No Estado do Rio Grande do Sul, o ITCMD já teve suas alíquotas no patamar de 8% (oito por cento), de acordo com a Lei 8.821/1989, editada antes mesmo da edição da referida resolução do Senado. Posteriormente, a lei foi alterada, em face do Poder Judiciário gaúcho a haver declarado inconstitucional. No entanto, no final de 2020, o Governador do Estado encaminhou à Assembleia Legislativa projeto de lei para tornar a elevá-las para 8% (oito por cento). O projeto, no entanto, foi retirado, em face da forte pressão popular para que não vingasse.

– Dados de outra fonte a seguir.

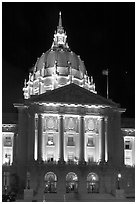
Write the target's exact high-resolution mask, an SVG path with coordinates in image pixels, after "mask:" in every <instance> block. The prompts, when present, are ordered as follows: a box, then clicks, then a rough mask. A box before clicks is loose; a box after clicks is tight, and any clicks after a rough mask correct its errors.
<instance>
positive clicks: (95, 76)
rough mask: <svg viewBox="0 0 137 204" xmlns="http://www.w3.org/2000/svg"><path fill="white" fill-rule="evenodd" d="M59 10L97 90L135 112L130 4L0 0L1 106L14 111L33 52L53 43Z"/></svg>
mask: <svg viewBox="0 0 137 204" xmlns="http://www.w3.org/2000/svg"><path fill="white" fill-rule="evenodd" d="M59 11H61V12H62V21H63V27H64V29H65V31H66V33H67V36H68V38H67V39H68V44H69V47H70V48H71V50H72V51H73V52H75V53H76V54H78V55H80V57H81V59H82V60H84V63H85V66H86V69H87V72H88V75H89V76H91V75H92V76H93V79H94V82H95V84H96V90H97V92H98V94H99V95H101V96H104V97H106V76H103V75H102V70H104V69H107V68H108V69H109V98H110V99H112V100H113V101H114V102H117V103H120V104H121V107H122V108H126V109H127V110H126V113H124V114H123V116H124V117H134V115H135V113H134V112H135V3H128V2H126V3H119V2H116V3H112V2H110V3H104V2H102V3H98V2H96V3H93V2H88V3H82V2H77V3H74V2H65V3H58V2H55V3H47V2H45V3H44V2H41V3H36V2H33V3H32V2H31V3H29V2H25V3H17V2H9V3H6V2H3V3H2V110H3V113H8V112H16V108H14V106H13V103H15V102H18V101H19V100H20V99H22V98H23V91H22V88H23V86H24V79H25V78H26V79H27V80H28V73H29V70H30V68H31V67H32V66H33V65H34V64H35V62H36V60H37V58H38V57H40V56H41V55H42V53H43V52H46V51H47V50H48V49H49V48H50V47H51V45H52V41H53V35H54V31H55V30H56V28H57V25H58V16H59Z"/></svg>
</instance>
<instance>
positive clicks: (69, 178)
mask: <svg viewBox="0 0 137 204" xmlns="http://www.w3.org/2000/svg"><path fill="white" fill-rule="evenodd" d="M77 191H78V177H77V175H76V174H75V173H73V172H70V173H68V174H67V176H66V193H73V192H77Z"/></svg>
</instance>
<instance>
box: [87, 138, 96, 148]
mask: <svg viewBox="0 0 137 204" xmlns="http://www.w3.org/2000/svg"><path fill="white" fill-rule="evenodd" d="M87 146H88V147H94V146H95V144H94V138H93V137H88V142H87Z"/></svg>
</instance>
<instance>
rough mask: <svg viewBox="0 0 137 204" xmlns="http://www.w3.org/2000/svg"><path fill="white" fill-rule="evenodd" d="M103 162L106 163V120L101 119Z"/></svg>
mask: <svg viewBox="0 0 137 204" xmlns="http://www.w3.org/2000/svg"><path fill="white" fill-rule="evenodd" d="M101 161H102V162H105V120H104V118H101Z"/></svg>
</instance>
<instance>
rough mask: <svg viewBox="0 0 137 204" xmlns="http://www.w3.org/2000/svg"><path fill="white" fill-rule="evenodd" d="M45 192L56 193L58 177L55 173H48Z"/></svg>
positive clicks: (44, 178) (46, 180)
mask: <svg viewBox="0 0 137 204" xmlns="http://www.w3.org/2000/svg"><path fill="white" fill-rule="evenodd" d="M44 181H45V190H44V193H56V188H57V176H56V174H54V173H53V172H48V173H46V175H45V177H44Z"/></svg>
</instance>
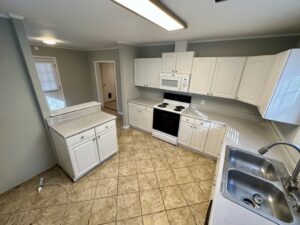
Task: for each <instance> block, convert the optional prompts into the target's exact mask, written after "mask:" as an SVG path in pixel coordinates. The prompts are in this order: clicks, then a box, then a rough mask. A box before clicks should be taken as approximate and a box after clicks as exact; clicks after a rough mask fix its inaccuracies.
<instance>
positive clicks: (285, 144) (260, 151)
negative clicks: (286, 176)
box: [258, 141, 300, 191]
mask: <svg viewBox="0 0 300 225" xmlns="http://www.w3.org/2000/svg"><path fill="white" fill-rule="evenodd" d="M276 145H288V146H290V147H292V148H294V149H296V150H297V151H298V152H299V153H300V148H299V147H298V146H296V145H294V144H291V143H289V142H285V141H278V142H274V143H271V144H269V145H267V146H265V147H262V148H261V149H259V150H258V153H259V154H261V155H263V154H265V153H267V152H268V151H269V150H270V149H271V148H273V147H274V146H276ZM299 173H300V160H299V162H298V163H297V165H296V167H295V169H294V171H293V173H292V175H291V176H289V177H288V179H287V181H286V183H285V184H284V187H285V189H286V190H288V191H292V190H298V187H297V186H298V179H297V177H298V175H299Z"/></svg>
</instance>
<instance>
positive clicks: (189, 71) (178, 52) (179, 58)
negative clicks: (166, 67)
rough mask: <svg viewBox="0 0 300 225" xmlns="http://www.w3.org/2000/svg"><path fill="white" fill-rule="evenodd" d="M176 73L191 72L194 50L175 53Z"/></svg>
mask: <svg viewBox="0 0 300 225" xmlns="http://www.w3.org/2000/svg"><path fill="white" fill-rule="evenodd" d="M176 54H177V56H176V67H175V72H176V73H189V74H190V73H191V72H192V64H193V57H194V52H177V53H176Z"/></svg>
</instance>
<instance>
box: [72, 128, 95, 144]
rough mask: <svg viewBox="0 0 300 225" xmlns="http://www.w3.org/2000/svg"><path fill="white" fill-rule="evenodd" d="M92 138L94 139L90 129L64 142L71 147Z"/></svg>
mask: <svg viewBox="0 0 300 225" xmlns="http://www.w3.org/2000/svg"><path fill="white" fill-rule="evenodd" d="M92 137H95V131H94V129H90V130H87V131H84V132H82V133H79V134H76V135H74V136H72V137H69V138H67V139H66V142H67V145H68V146H71V145H75V144H77V143H79V142H81V141H84V140H86V139H89V138H92Z"/></svg>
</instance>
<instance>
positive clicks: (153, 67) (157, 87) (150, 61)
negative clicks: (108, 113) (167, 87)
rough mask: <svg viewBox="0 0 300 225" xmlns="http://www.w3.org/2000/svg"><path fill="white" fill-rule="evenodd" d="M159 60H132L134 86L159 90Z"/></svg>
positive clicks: (159, 60) (152, 58)
mask: <svg viewBox="0 0 300 225" xmlns="http://www.w3.org/2000/svg"><path fill="white" fill-rule="evenodd" d="M160 72H161V58H147V59H134V84H135V85H136V86H142V87H153V88H159V76H160Z"/></svg>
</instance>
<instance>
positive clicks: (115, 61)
mask: <svg viewBox="0 0 300 225" xmlns="http://www.w3.org/2000/svg"><path fill="white" fill-rule="evenodd" d="M101 63H112V64H113V66H114V74H115V90H116V102H117V111H119V110H120V109H119V95H118V82H117V71H116V61H115V60H94V73H95V81H96V88H97V95H98V101H99V102H101V96H100V94H101V95H102V97H103V89H102V88H101V90H100V87H99V86H98V76H100V77H101V78H102V75H101V72H100V70H99V68H98V69H97V65H99V64H101ZM102 106H104V99H103V104H102Z"/></svg>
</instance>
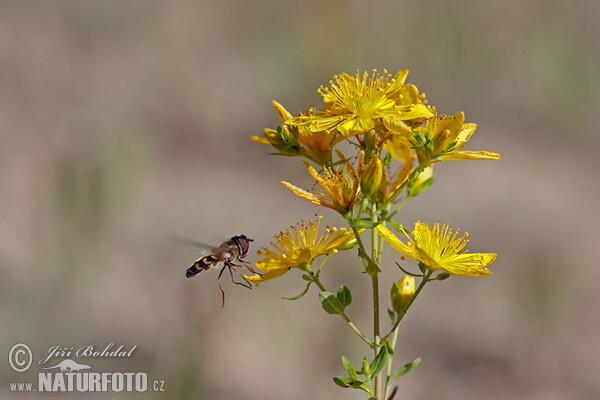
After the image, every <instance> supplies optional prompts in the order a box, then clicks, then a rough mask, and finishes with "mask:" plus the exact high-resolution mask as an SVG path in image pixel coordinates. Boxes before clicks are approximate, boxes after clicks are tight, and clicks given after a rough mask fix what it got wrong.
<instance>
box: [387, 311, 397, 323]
mask: <svg viewBox="0 0 600 400" xmlns="http://www.w3.org/2000/svg"><path fill="white" fill-rule="evenodd" d="M388 315H389V317H390V319H391V320H392V322H394V321H395V320H396V313H395V312H394V310H392V309H391V308H388Z"/></svg>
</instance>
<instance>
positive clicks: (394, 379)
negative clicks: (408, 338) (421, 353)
mask: <svg viewBox="0 0 600 400" xmlns="http://www.w3.org/2000/svg"><path fill="white" fill-rule="evenodd" d="M420 362H421V357H418V358H416V359H415V360H414V361H412V362H409V363H408V364H406V365H404V366H403V367H400V368H398V369H397V370H396V372H394V373H393V374H392V375H391V376H390V377H389V379H388V381H387V382H386V384H385V387H386V388H387V389H388V390H389V389H390V388H391V387H392V385H393V384H394V382H396V381H397V380H398V379H399V378H400V377H401V376H402V375H404V374H406V373H407V372H409V371H410V370H411V369H414V368H415V367H416V366H417V365H419V363H420Z"/></svg>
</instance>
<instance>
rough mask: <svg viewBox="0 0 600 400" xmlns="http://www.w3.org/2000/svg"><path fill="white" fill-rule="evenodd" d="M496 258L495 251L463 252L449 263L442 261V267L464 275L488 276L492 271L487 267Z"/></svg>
mask: <svg viewBox="0 0 600 400" xmlns="http://www.w3.org/2000/svg"><path fill="white" fill-rule="evenodd" d="M495 259H496V254H494V253H473V254H471V253H463V254H457V255H456V256H454V257H452V259H451V261H449V262H448V263H447V264H446V263H444V262H442V263H441V267H442V268H444V269H445V270H446V271H448V272H450V273H452V274H457V275H464V276H488V275H492V272H491V271H490V270H489V269H487V266H488V265H490V264H491V263H492V262H494V260H495Z"/></svg>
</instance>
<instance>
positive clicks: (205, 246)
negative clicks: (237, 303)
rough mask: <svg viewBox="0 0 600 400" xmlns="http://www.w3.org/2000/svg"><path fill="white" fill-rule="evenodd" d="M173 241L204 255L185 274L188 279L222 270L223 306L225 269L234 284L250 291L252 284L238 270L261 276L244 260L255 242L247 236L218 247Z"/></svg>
mask: <svg viewBox="0 0 600 400" xmlns="http://www.w3.org/2000/svg"><path fill="white" fill-rule="evenodd" d="M171 239H172V240H173V241H174V242H176V243H178V244H183V245H184V246H185V247H186V249H188V250H195V251H199V252H200V253H201V254H203V256H202V257H200V258H199V259H198V260H196V262H194V263H193V264H192V266H191V267H189V268H188V269H187V271H186V272H185V276H186V277H187V278H192V277H194V276H196V275H198V274H199V273H200V272H203V271H208V270H210V269H218V268H221V271H220V272H219V276H218V277H217V283H218V284H219V289H220V290H221V297H222V305H221V306H223V305H225V291H224V290H223V286H221V275H223V271H225V269H227V270H228V271H229V275H230V276H231V281H232V282H233V283H235V284H236V285H241V286H244V287H247V288H248V289H251V288H252V284H251V283H250V282H248V280H247V279H246V278H245V277H244V275H242V274H240V273H239V271H238V270H237V269H236V268H240V267H241V268H245V269H246V270H248V271H250V272H252V273H254V274H259V273H258V272H256V271H255V270H254V268H252V264H250V263H249V262H247V261H244V260H242V258H244V257H246V254H248V250H249V248H250V242H253V241H254V240H253V239H250V238H249V237H247V236H246V235H238V236H234V237H232V238H231V239H229V240H226V241H224V242H223V243H221V244H220V245H218V246H216V247H212V246H208V245H206V244H203V243H198V242H193V241H189V240H184V239H180V238H171ZM235 262H238V263H239V264H235ZM233 272H235V273H236V274H238V276H239V277H240V278H242V282H238V281H236V280H235V279H234V278H233ZM259 275H260V274H259Z"/></svg>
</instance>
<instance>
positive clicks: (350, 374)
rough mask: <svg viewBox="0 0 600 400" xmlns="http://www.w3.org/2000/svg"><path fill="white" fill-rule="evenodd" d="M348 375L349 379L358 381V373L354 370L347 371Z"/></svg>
mask: <svg viewBox="0 0 600 400" xmlns="http://www.w3.org/2000/svg"><path fill="white" fill-rule="evenodd" d="M348 375H349V376H350V378H352V379H354V380H357V381H358V380H359V378H358V371H356V370H355V369H349V370H348Z"/></svg>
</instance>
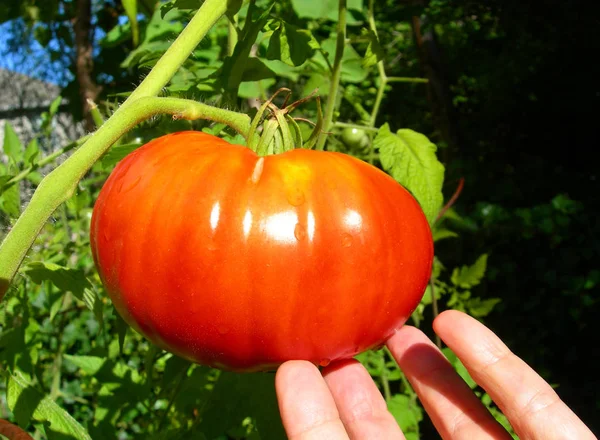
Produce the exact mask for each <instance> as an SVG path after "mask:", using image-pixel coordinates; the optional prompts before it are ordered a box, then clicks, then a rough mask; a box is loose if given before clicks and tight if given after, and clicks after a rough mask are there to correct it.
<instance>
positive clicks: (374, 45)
mask: <svg viewBox="0 0 600 440" xmlns="http://www.w3.org/2000/svg"><path fill="white" fill-rule="evenodd" d="M362 36H363V37H365V38H367V39H368V40H369V45H368V46H367V51H366V52H365V57H364V58H363V62H362V66H363V67H364V68H365V69H368V68H369V67H371V66H374V65H375V64H377V63H378V62H379V61H381V60H382V59H383V58H384V56H385V52H384V51H383V48H382V47H381V44H380V43H379V38H378V37H377V34H376V33H375V32H374V31H373V30H372V29H363V31H362Z"/></svg>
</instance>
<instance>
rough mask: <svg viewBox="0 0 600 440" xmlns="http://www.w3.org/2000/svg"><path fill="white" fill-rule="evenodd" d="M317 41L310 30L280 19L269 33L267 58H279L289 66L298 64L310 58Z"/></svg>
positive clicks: (310, 57) (311, 54)
mask: <svg viewBox="0 0 600 440" xmlns="http://www.w3.org/2000/svg"><path fill="white" fill-rule="evenodd" d="M318 48H319V43H317V41H316V40H315V38H314V37H313V35H312V34H311V33H310V31H308V30H305V29H300V28H298V27H297V26H294V25H292V24H289V23H286V22H284V21H281V22H280V23H279V26H278V27H277V29H276V30H275V32H273V35H271V38H270V40H269V47H268V48H267V59H269V60H281V61H283V62H284V63H285V64H288V65H290V66H300V65H302V64H304V62H305V61H306V60H307V59H309V58H311V57H312V56H313V54H314V53H315V50H316V49H318Z"/></svg>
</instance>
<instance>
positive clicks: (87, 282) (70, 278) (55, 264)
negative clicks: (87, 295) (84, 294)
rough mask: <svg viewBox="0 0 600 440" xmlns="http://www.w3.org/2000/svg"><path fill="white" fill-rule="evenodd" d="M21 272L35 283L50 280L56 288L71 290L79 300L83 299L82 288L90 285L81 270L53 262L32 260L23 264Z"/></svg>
mask: <svg viewBox="0 0 600 440" xmlns="http://www.w3.org/2000/svg"><path fill="white" fill-rule="evenodd" d="M23 272H24V273H25V274H26V275H27V276H28V277H29V278H30V279H31V280H32V281H33V282H34V283H35V284H42V282H44V281H50V282H52V284H54V285H55V286H56V287H57V288H58V289H60V290H62V291H65V292H66V291H69V292H72V293H73V295H75V296H76V297H77V299H79V300H81V301H83V293H84V290H85V289H89V288H90V287H91V284H90V282H89V281H88V279H87V278H86V276H85V274H84V273H83V271H81V270H77V269H68V268H66V267H62V266H59V265H58V264H54V263H44V262H41V261H37V262H32V263H29V264H27V266H25V268H24V269H23Z"/></svg>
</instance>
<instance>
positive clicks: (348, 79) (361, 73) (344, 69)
mask: <svg viewBox="0 0 600 440" xmlns="http://www.w3.org/2000/svg"><path fill="white" fill-rule="evenodd" d="M335 45H336V42H335V38H329V39H327V40H325V41H324V42H323V43H322V44H321V47H322V49H323V51H325V53H326V54H327V58H328V59H329V63H330V64H331V65H333V63H334V58H335ZM315 60H316V61H317V62H318V63H320V64H321V66H322V67H323V68H324V69H328V67H327V63H326V62H325V60H324V59H323V56H322V54H321V55H320V56H317V57H315ZM362 63H363V58H362V57H361V56H360V55H359V54H358V52H357V51H356V50H355V49H354V47H352V45H351V44H346V47H345V48H344V56H343V57H342V74H341V76H342V81H344V82H350V83H360V82H362V81H364V80H365V79H366V78H367V76H368V75H369V72H368V70H367V69H365V68H363V66H362Z"/></svg>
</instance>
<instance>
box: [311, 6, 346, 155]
mask: <svg viewBox="0 0 600 440" xmlns="http://www.w3.org/2000/svg"><path fill="white" fill-rule="evenodd" d="M346 11H347V4H346V0H339V18H338V29H337V40H336V43H335V58H334V62H333V71H332V73H331V87H330V88H329V96H328V97H327V105H326V107H325V118H324V121H323V130H322V132H321V135H320V136H319V141H318V142H317V148H316V149H317V150H323V149H324V147H325V141H326V140H327V134H326V133H327V132H328V131H329V129H330V128H331V124H332V122H333V113H334V111H335V103H336V100H337V95H338V89H339V87H340V79H341V77H342V58H343V56H344V48H345V46H346Z"/></svg>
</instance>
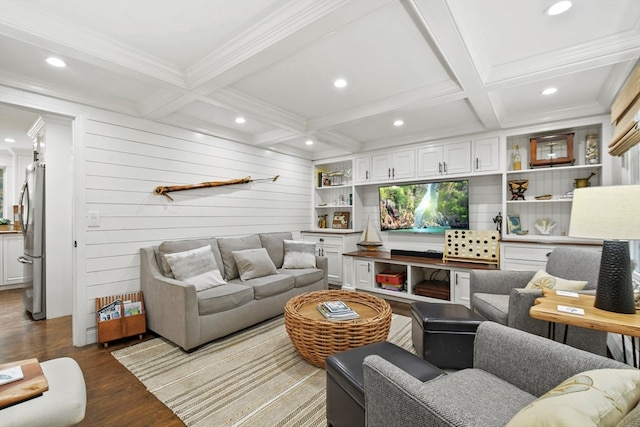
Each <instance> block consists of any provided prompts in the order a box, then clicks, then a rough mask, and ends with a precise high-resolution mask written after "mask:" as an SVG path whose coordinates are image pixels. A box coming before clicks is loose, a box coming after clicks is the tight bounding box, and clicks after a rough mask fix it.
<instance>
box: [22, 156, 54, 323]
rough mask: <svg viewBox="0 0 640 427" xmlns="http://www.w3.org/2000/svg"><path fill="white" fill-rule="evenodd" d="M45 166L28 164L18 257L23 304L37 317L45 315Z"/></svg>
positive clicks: (42, 316)
mask: <svg viewBox="0 0 640 427" xmlns="http://www.w3.org/2000/svg"><path fill="white" fill-rule="evenodd" d="M44 188H45V165H44V163H40V162H35V163H32V164H30V165H29V166H27V172H26V179H25V182H24V185H23V186H22V191H21V193H20V202H19V204H20V206H21V215H20V222H21V226H22V235H23V236H24V253H23V254H22V256H20V257H19V258H18V261H20V262H21V263H22V264H23V266H24V278H25V289H24V297H23V300H24V306H25V308H26V309H27V311H28V312H29V313H31V315H32V316H33V318H34V320H41V319H44V318H46V316H47V313H46V280H45V277H46V276H45V271H46V267H45V266H46V262H45V261H46V258H45V250H44V249H45V246H44V243H45V227H44V225H45V223H44V219H45V193H44Z"/></svg>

Também o Estado de São Paulo, mediante o Projeto de Lei nº 250/2020, em tramitação na Assembleia Legislativa, entre outras medidas, pretende elevar a alíquota do ITCMD, de 4% para 8%.

A movimentação dos Estados até que se justifica, pois não faz sentido determinar a reforma do imposto sobre o consumo, do imposto sobre a renda, do ICMS etc., e não interferir no imposto incidente nas transferências patrimoniais, derivadas da sucessão familiar.

VI- Tudo se conjuga, pois, no sentido da vantagem da holding familiar, em relação ao processo sucessório tradicional.

De fato, realizar a sucessão por meio do inventário, traz inúmeros inconvenientes. Pelo contrário, a família reunida pode decidir pela prévia estruturação sucessória, valendo-se do instituto da holding, que permite a adequada divisão da herança e preserva os herdeiros das controvérsias e conflitos inerentes à maioria das sucessões.

Diante do exposto e, de modo especial, da iminente elevação dos impostos que incidem sobre as heranças, chegou o momento de essa questão ser enfrentada, com a adoção dos instrumentos legais que regulam o planejamento da sucessão patrimonial das famílias.